Page 63 of Sweet Nightmare

“You can put me down now,” I tell him as soon as Mozart slams the door closed behind us and closes the padlock.

Jude doesn’t answer, just glares at me as he strides down the hall.

“Where are we going?” I demand, starting to struggle against him. “We still need to take care of the other monsters.”

He still doesn’t answer me. And he doesn’t stop walking.

I start to yell at him to put me down, to demand an answer for what just happened in that pen. That monster that was out for our blood took one look at Jude and ran from him. It literally shrank into a corner, doing its best to become all but invisible. And I need to know why.

Again, I start to order him to put me down right this instant. But I stop myself, because the truth is I’m trembling so badly that I’m afraid my knees won’t support me. So, instead of making him put me down, I press myself against him and hold on for just a little while.

I hold on to the powerful rise and fall of his chest.

I hold on to the strength flowing through his big, muscly body.

And, even though I tell myself not to, I hold on to the warm leather-and-honey scent of him. I even go so far as to turn my head and bury my face, ever so slightly, against his chest.

Later, I’m sure I’ll be mortified by my behavior. But for right now, I’ll take the comfort.
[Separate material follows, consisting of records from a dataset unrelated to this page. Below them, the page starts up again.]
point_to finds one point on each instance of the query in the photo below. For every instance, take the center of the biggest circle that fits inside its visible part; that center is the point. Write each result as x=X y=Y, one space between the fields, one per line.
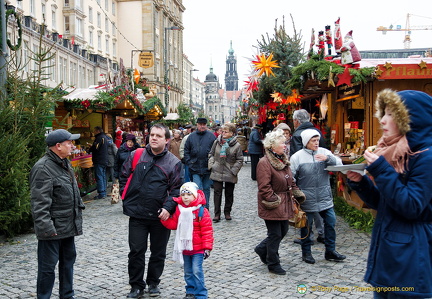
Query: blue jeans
x=139 y=231
x=194 y=275
x=269 y=247
x=329 y=218
x=187 y=176
x=49 y=253
x=204 y=182
x=100 y=173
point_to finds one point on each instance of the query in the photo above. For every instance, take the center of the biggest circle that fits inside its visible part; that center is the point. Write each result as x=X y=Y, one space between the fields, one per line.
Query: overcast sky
x=211 y=25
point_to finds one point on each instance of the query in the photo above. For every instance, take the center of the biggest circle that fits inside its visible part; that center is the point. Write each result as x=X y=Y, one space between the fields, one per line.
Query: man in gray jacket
x=56 y=207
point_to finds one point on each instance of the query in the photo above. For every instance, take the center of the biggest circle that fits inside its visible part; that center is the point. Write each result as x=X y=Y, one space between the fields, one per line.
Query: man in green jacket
x=57 y=207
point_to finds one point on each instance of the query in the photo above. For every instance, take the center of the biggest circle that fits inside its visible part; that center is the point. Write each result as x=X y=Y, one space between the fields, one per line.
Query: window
x=90 y=15
x=91 y=38
x=53 y=19
x=67 y=24
x=79 y=27
x=99 y=42
x=106 y=45
x=114 y=49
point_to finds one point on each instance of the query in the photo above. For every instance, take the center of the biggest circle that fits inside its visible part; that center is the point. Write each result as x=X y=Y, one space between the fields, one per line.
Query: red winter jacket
x=203 y=228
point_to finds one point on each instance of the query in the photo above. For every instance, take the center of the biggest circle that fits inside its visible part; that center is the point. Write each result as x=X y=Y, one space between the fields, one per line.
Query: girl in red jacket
x=194 y=237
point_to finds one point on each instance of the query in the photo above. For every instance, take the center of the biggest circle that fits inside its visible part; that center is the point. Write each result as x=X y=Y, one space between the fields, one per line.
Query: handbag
x=300 y=219
x=115 y=193
x=271 y=205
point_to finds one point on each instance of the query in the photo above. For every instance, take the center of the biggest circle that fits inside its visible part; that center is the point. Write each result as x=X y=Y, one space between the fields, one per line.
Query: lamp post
x=190 y=87
x=166 y=79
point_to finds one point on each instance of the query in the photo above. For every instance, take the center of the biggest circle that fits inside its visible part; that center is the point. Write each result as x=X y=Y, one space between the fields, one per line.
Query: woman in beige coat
x=225 y=162
x=276 y=188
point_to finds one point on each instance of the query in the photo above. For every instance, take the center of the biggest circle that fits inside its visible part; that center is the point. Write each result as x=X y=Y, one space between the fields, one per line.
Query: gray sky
x=211 y=25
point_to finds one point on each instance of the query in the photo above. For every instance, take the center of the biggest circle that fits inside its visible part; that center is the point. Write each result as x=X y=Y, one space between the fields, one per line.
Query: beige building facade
x=92 y=39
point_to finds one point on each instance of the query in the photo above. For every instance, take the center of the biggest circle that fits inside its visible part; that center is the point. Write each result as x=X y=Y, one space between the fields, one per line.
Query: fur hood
x=391 y=99
x=275 y=162
x=412 y=112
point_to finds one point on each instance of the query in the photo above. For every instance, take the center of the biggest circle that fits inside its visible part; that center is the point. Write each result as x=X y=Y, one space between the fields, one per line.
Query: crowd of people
x=166 y=186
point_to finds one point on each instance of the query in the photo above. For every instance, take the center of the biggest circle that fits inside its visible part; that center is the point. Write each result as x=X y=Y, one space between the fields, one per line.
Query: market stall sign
x=145 y=60
x=346 y=92
x=404 y=71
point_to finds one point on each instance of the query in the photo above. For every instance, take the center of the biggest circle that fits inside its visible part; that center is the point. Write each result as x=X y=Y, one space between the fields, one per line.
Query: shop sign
x=404 y=71
x=346 y=92
x=145 y=60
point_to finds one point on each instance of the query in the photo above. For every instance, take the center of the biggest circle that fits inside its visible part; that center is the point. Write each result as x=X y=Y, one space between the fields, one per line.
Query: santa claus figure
x=350 y=53
x=338 y=37
x=329 y=39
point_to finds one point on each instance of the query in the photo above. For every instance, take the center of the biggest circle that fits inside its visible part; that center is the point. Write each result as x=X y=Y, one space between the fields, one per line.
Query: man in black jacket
x=56 y=207
x=197 y=148
x=155 y=180
x=99 y=150
x=301 y=121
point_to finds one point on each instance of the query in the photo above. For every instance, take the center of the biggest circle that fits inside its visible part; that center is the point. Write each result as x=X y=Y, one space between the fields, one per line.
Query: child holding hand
x=194 y=237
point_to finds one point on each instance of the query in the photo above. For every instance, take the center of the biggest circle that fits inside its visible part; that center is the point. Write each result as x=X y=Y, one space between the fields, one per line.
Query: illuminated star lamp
x=345 y=78
x=265 y=64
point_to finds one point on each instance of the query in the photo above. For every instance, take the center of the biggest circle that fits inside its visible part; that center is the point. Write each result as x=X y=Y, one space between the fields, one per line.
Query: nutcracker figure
x=338 y=37
x=321 y=43
x=328 y=39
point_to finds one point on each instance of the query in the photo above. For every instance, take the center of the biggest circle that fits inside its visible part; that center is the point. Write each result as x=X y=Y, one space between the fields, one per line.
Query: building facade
x=231 y=76
x=92 y=40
The thought has me burrowing deeper against him, and that’s when it hits me. The shaking I’m feeling isn’t coming from me at all. It’s coming from Jude.

I pull back so I can look at him, really look at him. And it hits me. Jude isn’t angry. He’s terrified. Because of me. For me.

“I’m sorry,” I whisper, the words coming out before I have a clue I’m going to say them.

“We had a deal,” he snaps out, and his voice is so low and rumbly that I barely understand it.

“We had a bet,” I correct. “It’s not the same thing. But I know Izzy and I made a huge mistake.”

Jude starts to snap again—I can see it in the way his jaw works. Feel it in the way his chest tenses against me.

But in the end, he just shakes his head as he bursts out the double doors of the administration building and takes the steps down three at a time.

He doesn’t stop until we’re on ground level, several yards away from the building. Then, and only then, does he slide me slowly, carefully, to my feet. He holds on to me for a minute to make sure my legs—and everything else—can support me.

Turns out, they can. Barely. I lock my knees, just in case.

Jude watches the whole thing, gorgeous eyes swirling with a million words and even more emotions as he stares down at me.

“You need to trust me, Kumquat,” he finally says, and his voice is still all growly. “I won’t do anything that deliberately puts you in danger.”

“What about yourself?” I shoot back, because nothing Jude does is without risk.

“I was never in any danger. That’s what I was trying to tell you.”

“This time, maybe.” I narrow my eyes at him as the squid monster’s reaction to him plays over and over again in my head. “And why is that, exactly? What is it about you that turned that creature from homicidal to terrified in the blink of an eye?”

Again, he starts to say something. And again, he settles for snapping his mouth shut and shaking his head.

“You want me to trust you,” I whisper. “But you won’t trust me. About anything. How exactly do you think that’s supposed to work?”

He just stares at me, stonily, and suddenly it’s all too much.

Jude’s secrets.

The storm.

The fact that I still have the monster’s blood in my mouth.